Making a living as an artist has never been an easy task, but today’s internet culture has changed the game. To be sure, it’s a crowded field, but the path to making income from your passion is different today than ever before.

Now, you don’t need to be approved by a corporate gatekeeper to begin publishing your work and turning it into a revenue stream. Please keep reading to learn more about how today’s creatives make money online.

Print on Demand

For decades, musicians have sold merchandise at concerts to augment their ticket sales. In a sense, creatives of all sorts are taking this approach but modernizing the business model for the online world.

Industry leaders like Printify Canada make it easy to create and sell your own brand of merchandise by linking merchants with print providers. You don’t need to be a designer or fashion maven, as the platform makes it easy to upload your designs or use a generator to make your own quickly.

Dropshipping means creatives don’t need to handle logistics and sales, as fans purchasing your swag or merchandise deal directly with the producers. It’s also a Green solution that lets you make money while refining your art and growing your brand.

Ad Money

Creatives can get paid for allowing ads on their content, but there are multiple types of arrangements between artists and advertisers. You can get paid each time someone clicks on your ad or get paid according to “impressions.”

The right approach depends on factors like the size of your audience and the nature of your art.
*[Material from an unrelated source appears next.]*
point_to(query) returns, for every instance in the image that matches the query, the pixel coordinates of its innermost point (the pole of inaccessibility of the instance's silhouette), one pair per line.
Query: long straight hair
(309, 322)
The optimal way to navigate ad money online is a complex question since there are many ways to do it, and this dynamic space keeps changing.

Paid Subscriptions

Selling access to your art is also a popular way to generate revenue. Like many things online, it’s not quite as straightforward as it sounds.

Many writers now are using platforms that let them publish articles, think-pieces or even fiction and control access to what their audience can read for free and what they need to pay for. This flexible approach accommodates all types of artists whose needs differ based on various factors.

For example, a political writer or activist may want their articles to be as widely accessible as possible. They can make money by charging on a pay-what-you-can basis. It may make more sense for another writer to have subscribers in different tiers with increased access to articles the more the reader pays in monthly fees.

Creatives have been online for years now, and the ways to make money have increased and been refined. Artists often have their own ways of looking at things, which is why it’s great that the internet has so many paths people can take. Consider what your art stands for, then find the way forward that lets you make some money without sacrificing any of your artistic, creative, or political goals.